You chaps have watched me struggle with the issue of my London Decca Reference being irreplaceable, and then joyfully learning that John Wright has a successor after all. You have seen me buy and test three other MI designs (Nagaoka MP-500, Grado Statement3, Soundsmith Sussurro MkII) along with my older MC cartridges (Ortofon Kontrapunkt C and Benz Micro Ruby 3). Since those struggles have led me to owning two SME turntables and four tonearms, I am now torturing myself with the question of whether one of those four should be home to a dedicated mono cartridge. Remember, I only have one ear and cannot hear stereo at the best of times. A mono cartridge for my few dozen mono recordings would be a matter of reduced surface noise and possibly some improvement in dynamics.

I can get hold of an Ortofon Cadenza Mono (two voice coils so not true mono) for about 1600CDN, and a Miyajima Zero for 3450CDN. So the question is this: am I mad to even think about it? Money is not what it once was before I retired. There is no opportunity to go and hear these before purchase, without spending much more than purchase price on travel.

Shall I "make do" with my rather good stereo carts for my mono LPs or is there something better waiting for me when I get out those Parlophone Beatles LPs?

 

dogberry

@intactaudio Saying that a conical stylus causes premature wear isn’t an outrages claim but I have no idea about what the groove would look like before and after. This is the first time I’ve heard anyone say as such and while it’s a perfectly plausible statement, is it something to fret over?

 

@goofyfoot 

To be clear, JR posted about the added vertical movement from a conical in a high frequency purely lateral groove.  I added that in the case of a cartridge with minimal / no vertical compliance this can be a very bad combination.  If this were a situation where the cartridge tracked at 1.5g I wouldn't be as concerned as one that tracks at 4g.

dave

@goofyfoot, this induced errant vertical excursion can be easily calculated mathematically if you are comfortable with numbers. A conical stylus (and, to a lesser degree an elliptical stylus) will exhibit this induced errant vertical excursion to make its way through the groove to greater and lesser degrees depending upon record velocity, frequency and playing radius. This "pinch effect" has been known for decades and has been written about in the scientific journals in the 50s and 60s. What few cartridge designers fully appreciate is that the perturbations in the groove that ultimately result in an audible signal can be measured CONSERVATIVELY in the low triple digit nanometer range. The stylus in the animation I shared above has this errant vertical excursion in the single digit micron range. The high frequency portion of a frequency sweep on a test record has a horizontal perturbation around 3 microns.
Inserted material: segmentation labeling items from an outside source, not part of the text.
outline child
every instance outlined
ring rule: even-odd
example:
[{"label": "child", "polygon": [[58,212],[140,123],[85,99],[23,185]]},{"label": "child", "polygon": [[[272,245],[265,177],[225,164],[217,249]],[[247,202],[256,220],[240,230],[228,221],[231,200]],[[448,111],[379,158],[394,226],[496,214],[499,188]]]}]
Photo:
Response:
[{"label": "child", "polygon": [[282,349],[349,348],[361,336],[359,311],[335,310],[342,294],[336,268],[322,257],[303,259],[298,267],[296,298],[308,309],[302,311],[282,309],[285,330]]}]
That's all!

I have analyzed hundreds of cartridges by nearly 50 manufacturers and can attest that there are VERY few cartridge designers who fully understand the microscopic world their products are meant to navigate. Fewer still who understand why a high fidelity mechanical transcription requires the playback contact points to be not only a genuine facsimile of the cutting contact points but their angles must agree with each other NET of lacquer spring back.

For those of challenged imagination, look at it this way: a groove wall with lateral deviations will push back against the stylus (yes, that's Newton's first law). The shape of the stylus will affect the direction of force exerted on the stylus, which just a little painless thought about vectors will make obvious. Image pushing your finger in a horizontal direction against a plane inclined at 45° to the vertical. Your force will be equally divided into a lateral and a vertical component, and the inclined plane will move not horizontally, but in a direction 45° above the horizontal. Those vectors will mean that a rounded stylus profile will experience not only lateral pushback, but also some in a vertical direction. That will tend to make the stylus go up and down, just like the chatter on a machine tool. A stylus with a side profile that is more vertical, will experience that force more in the lateral plane and less in the vertical.

None of this will matter more than it does with a stereo record and a stereo cartridge, as long as the mono cartridge has vertical compliance. If you have a mono cartridge that has no vertical compliance, all that vertical force has no suspension to damp it: it must make the whole stylus/cantilever/cartridge move up and down with the resulting hammering in the groove. This seems rather elementary.

Now you might argue this - but what does vertical chatter matter if the groove only contains lateral information? Sure, we can go there. Conical styli used to play mono records for many years in the days when mono cartridges never dreamed of having vertical compliance. Did those records suffer more damage than a mono disc with a non-vertically compliant cartridge? Than a similar cartridge with an elliptical profiled stylus? Or a stereo record with a stereo pickup? I don't know, but I can see the theoretical argument for why this should be so.

This does make me feel more likely to settle on a cartridge that is an adapted stereo design, with its guts rotated 45° and with a modern profiled stylus. That way I'll do no harm if I accidentally put a stereo record under that pickup, and I know I'm theoretically less likely to damage my original mono Parlophone Beatles.

@wallytools Yes, I understand the theoretical principles involved. The size of the stylus is a factor here too. A larger stylus being exponentially more detrimental than a smaller stylus. My stylus is a 0.65 conical and my arm is a 9 inch set for  Baerwald. I'm getting more noise with newer records than with my older records. For me, noise would be significant inside one groove and then it clears up for the remaining LP.